Inserting lots of values (with FK's) into database using LiquiBase and Spring

Gonçalo Cardoso picture Gonçalo Cardoso · Aug 27, 2012 · Viewed 22.5k times · Source

I'm trying to add a lot of records (currently located in an Excel file) into my DB using Liquibase (so that I know how to do it for future DB changes)

My idea was to read the excel file using Java, and then fill the ChangeLogParameters from my Spring initialization class like this:

SpringLiquibase liqui = new SpringLiquibase();
liqui.setBeanName("liquibaseBean");
liqui.setDataSource(dataSource());
liqui.setChangeLog("classpath:changelog.xml");

HashMap<String, String> values = new HashMap<String, String>();
values.put("line1col1", ExcelValue1);
values.put("line1col2", ExcelValue2);
values.put("line1col3", ExcelValue3);
values.put("line2col1", ExcelValue4);
values.put("line2col2", ExcelValue5);
values.put("line2col3", ExcelValue6);
...
liqui.setChangeLogParameters(values);

The problem with this approach is that my changelog.xml would be very strange (and non productive)

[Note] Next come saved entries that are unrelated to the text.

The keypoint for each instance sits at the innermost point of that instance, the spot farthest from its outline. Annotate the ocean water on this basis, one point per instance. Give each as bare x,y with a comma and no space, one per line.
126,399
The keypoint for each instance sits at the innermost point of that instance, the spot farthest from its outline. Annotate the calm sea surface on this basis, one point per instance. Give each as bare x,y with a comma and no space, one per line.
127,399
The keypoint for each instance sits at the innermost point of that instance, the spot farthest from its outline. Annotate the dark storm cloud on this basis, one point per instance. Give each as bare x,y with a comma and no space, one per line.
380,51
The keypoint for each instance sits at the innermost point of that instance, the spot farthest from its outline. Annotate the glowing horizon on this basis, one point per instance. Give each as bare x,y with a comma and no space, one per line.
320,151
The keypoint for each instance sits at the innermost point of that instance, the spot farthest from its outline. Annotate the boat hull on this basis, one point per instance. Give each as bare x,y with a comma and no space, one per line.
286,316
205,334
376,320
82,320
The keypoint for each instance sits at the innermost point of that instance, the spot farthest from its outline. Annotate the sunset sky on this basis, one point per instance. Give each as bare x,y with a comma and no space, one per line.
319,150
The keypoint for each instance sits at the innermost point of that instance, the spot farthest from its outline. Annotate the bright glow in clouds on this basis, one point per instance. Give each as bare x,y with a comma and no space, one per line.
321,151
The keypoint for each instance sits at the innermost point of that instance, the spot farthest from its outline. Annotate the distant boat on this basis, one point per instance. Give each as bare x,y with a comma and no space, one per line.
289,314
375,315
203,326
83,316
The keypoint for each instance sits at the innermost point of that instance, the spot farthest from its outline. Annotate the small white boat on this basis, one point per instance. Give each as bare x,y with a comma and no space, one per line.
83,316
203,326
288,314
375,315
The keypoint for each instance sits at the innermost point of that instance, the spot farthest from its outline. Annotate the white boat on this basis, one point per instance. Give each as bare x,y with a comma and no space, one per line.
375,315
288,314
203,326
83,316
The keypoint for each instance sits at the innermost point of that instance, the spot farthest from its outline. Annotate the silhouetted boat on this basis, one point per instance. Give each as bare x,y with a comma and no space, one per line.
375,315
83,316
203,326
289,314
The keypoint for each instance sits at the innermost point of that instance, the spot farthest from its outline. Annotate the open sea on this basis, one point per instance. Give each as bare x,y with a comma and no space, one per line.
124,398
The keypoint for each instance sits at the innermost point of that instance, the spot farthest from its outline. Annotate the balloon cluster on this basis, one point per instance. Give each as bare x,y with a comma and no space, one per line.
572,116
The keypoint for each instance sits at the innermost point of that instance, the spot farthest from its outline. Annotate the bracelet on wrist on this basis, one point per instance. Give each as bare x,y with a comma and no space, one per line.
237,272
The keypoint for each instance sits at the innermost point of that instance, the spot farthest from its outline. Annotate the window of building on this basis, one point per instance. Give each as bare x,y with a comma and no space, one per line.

<changeSet author="gcardoso" id="2012082707">
    <insert tableName="t_user">
        <column name="login" value="${ExcelValue1}"/>
        <column name="name" value="${ExcelValue2}}"/>
        <column name="password" value="${ExcelValue3}"/>
    </insert>
    <insert tableName="t_user">
        <column name="login" value="${ExcelValue4}"/>
        <column name="name" value="${ExcelValue5}}"/>
        <column name="password" value="${ExcelValue6}"/>
    </insert>
    ...
</changeSet>

Is there any way that I could do something like this:

HashMap<String, ArrayList<String>> values = new HashMap<String, ArrayList<String>>();
values.put("col1", Column1);
values.put("col2", Column2);
values.put("col3", Column3);
liqui.setChangeLogParameters(values);

<changeSet author="gcardoso" id="2012082707">
    <insert tableName="t_user">
        <column name="login" value="${Column1}"/>
        <column name="name" value="${Column2}}"/>
        <column name="password" value="${Column3}"/>
    </insert>
</changeSet>

Or is there any other way?

EDIT : My current option is to convert the Excel into a CSV file and import the data using

<changeSet author="gcardoso" id="InitialImport2" runOnChange="true">

    <loadData tableName="T_ENTITY" file="com/exictos/dbUpdate/entity.csv">
        <column header="SHORTNAME" name="SHORTNAME" />
        <column header="DESCRIPTION" name="DESCRIPTION" />
    </loadData>


    <loadData tableName="T_CLIENT" file="com/exictos/dbUpdate/client.csv">
        <column header="fdbhdf" name="ENTITYID" defaultValueComputed="(SELECT ID FROM T_ENTITY WHERE SHORTNAME = ENTITY_REFERENCE"/>
        <column header="DESCRIPTION" name="DESCRIPTION" />
    </loadData>


</changeSet>

with these CSV files:

entity.csv

SHORTNAME,DESCRIPTION
nome1,descricao1
nome2,descricao2

client.csv

DESCRIPTION,ENTITY_REFERENCE
descricaoCliente1,nome1
descricaoCliente2,nome2

But I get this error:

liquibase.exception.DatabaseException: Error executing SQL INSERT INTO `T_CLIENT` (`DESCRIPTION`, `ENTITY_REFERENCE`) VALUES ('descricaoCliente1', 'nome1'): Unknown column 'ENTITY_REFERENCE' in 'field list'

If I change the header of my client.csv to DESCRIPTION,ENTITYID I get this error:

liquibase.exception.DatabaseException: Error executing SQL INSERT INTO `T_CLIENT` (`DESCRIPTION`, `ENTITYID`) VALUES ('descricaoCliente1', 'nome1'): Incorrect integer value: 'nome1' for column 'entityid' at row 1

I any of these cases, it looks like defaultValueComputed doesn't work in the same way as valueComputed in the following example

<changeSet author="gcardoso" id="InitialImport1">

    <insert tableName="T_ENTITY">
        <column name="SHORTNAME">nome1</column>
        <column name="DESCRIPTION">descricao1</column>
    </insert>

    <insert tableName="T_CLIENT">
        <column name="ENTITYID" valueComputed="(SELECT ID FROM T_ENTITY WHERE SHORTNAME = 'nome1')"/>
        <column name="DESCRIPTION">descricaoCliente</column>
    </insert>

</changeSet>

Is this the expected behavior? Bug of LiquiBase? Or just me doing something wrong (the most likely) ?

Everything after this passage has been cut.